Le ministre a accusé les Etats-Unis d'avoir mené une campagne sur Twitter, via le hashtag #SOSCuba, pour inciter aux troubles sociaux sur l'île.
«Un seul réseau»
Washington a réitéré mercredi ses appels à la libération immédiate des manifestants détenus et demandé la fin des restrictions sur internet.
"Les tentatives de bâillonner, y compris par des moyens technologiques, la voix du peuple cubain ne pourra jamais faire taire ou étouffer ses aspirations légitimes à la liberté, aux droits humains", a déclaré le porte-parole du département d'Etat, Ned Price.
Mercredi, nombreux étaient les Cubains tentant de se connecter à l'un des points wifi payants qui étaient, avant l'arrivée de la 3G fin 2018, leur unique moyen d'accéder à internet depuis leur téléphone.
Mais l'internet mobile est devenu désormais une nécessité pour la population: fin 2020, sur 11,2 millions d'habitants, 4,4 millions surfaient depuis leur mobile.
Pour Alejandro, cette coupure n'est ni un hasard, ni une panne, ni un problème de capacité de l'entreprise d'Etat Etecsa, qui a le monopole sur les télécommunications.
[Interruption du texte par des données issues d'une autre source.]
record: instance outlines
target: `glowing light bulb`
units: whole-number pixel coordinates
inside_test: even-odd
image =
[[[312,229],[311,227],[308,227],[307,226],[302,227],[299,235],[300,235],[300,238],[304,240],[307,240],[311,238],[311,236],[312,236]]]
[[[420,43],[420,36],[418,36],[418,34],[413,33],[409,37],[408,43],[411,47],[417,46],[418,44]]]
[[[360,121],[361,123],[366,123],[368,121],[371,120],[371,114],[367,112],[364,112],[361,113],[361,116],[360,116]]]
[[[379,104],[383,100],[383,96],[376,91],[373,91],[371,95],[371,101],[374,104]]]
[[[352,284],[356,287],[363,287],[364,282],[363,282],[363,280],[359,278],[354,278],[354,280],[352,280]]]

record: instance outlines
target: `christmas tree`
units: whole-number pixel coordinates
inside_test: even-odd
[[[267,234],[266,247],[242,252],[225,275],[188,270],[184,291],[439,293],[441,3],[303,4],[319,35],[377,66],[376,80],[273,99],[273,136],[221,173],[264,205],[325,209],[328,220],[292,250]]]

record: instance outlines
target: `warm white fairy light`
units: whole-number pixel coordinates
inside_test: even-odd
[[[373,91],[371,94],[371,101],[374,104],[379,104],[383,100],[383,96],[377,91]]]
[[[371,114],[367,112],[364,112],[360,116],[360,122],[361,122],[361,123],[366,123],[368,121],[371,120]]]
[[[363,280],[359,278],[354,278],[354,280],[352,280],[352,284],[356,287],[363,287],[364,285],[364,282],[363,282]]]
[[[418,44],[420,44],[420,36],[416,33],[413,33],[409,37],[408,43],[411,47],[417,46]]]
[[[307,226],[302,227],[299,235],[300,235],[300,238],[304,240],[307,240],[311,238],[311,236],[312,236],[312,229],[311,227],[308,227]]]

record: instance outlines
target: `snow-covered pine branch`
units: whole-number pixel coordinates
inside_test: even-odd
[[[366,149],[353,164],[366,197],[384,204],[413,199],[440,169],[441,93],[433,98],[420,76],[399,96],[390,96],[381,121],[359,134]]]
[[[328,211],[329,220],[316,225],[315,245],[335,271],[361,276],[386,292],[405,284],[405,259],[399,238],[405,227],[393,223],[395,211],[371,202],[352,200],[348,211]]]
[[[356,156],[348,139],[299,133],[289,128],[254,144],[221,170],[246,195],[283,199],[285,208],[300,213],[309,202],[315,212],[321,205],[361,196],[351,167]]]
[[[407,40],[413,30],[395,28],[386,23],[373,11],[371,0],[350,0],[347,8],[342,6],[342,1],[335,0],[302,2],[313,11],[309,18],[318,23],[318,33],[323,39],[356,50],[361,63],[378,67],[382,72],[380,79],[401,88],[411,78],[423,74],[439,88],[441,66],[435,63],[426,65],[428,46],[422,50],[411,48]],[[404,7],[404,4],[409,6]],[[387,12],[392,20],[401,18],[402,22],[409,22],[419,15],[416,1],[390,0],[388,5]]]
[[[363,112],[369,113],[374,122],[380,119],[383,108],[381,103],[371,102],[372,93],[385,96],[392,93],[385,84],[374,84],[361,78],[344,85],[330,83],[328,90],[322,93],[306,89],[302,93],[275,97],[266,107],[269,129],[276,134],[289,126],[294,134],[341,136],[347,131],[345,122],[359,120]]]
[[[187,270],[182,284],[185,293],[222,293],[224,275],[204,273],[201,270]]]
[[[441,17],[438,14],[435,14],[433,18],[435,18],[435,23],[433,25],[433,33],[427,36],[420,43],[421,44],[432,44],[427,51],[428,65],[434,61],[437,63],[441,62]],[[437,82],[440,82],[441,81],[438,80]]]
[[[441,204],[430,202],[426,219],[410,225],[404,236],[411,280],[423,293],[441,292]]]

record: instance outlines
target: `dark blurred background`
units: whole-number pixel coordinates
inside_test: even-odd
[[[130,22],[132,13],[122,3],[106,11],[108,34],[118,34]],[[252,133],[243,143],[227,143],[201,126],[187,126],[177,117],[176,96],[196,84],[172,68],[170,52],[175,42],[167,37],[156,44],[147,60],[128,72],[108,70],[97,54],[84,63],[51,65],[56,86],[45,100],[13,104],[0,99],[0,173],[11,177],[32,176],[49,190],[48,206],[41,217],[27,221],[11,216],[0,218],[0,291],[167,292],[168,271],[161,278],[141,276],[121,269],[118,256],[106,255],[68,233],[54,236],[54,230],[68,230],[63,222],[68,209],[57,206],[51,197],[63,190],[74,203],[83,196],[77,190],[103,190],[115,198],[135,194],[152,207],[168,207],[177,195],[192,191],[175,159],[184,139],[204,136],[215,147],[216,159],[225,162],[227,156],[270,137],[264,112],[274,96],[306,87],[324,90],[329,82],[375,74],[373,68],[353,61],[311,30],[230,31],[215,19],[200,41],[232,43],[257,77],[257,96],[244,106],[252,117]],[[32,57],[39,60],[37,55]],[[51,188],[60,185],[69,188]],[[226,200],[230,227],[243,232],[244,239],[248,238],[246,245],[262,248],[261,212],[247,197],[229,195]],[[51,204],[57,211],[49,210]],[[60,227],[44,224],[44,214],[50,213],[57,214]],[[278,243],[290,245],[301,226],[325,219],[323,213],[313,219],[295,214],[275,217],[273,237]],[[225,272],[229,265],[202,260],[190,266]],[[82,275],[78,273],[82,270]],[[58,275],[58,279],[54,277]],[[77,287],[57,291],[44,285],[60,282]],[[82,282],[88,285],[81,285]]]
"Ici, il n'y a qu'un seul réseau", rappelle-t-il. Donc "s'il n'y a pas d'internet, ça veut dire que c'est eux qui l'ont coupé, ça ne vient pas d'ailleurs".
Ana Mirat, 56 ans, est allée avec une amie demander à Etecsa ce qui s'était passé. L'employée lui a simplement répondu "qu'elle ne pouvait pas donner d'autre explication, qu'internet avait été suspendu, c'est tout".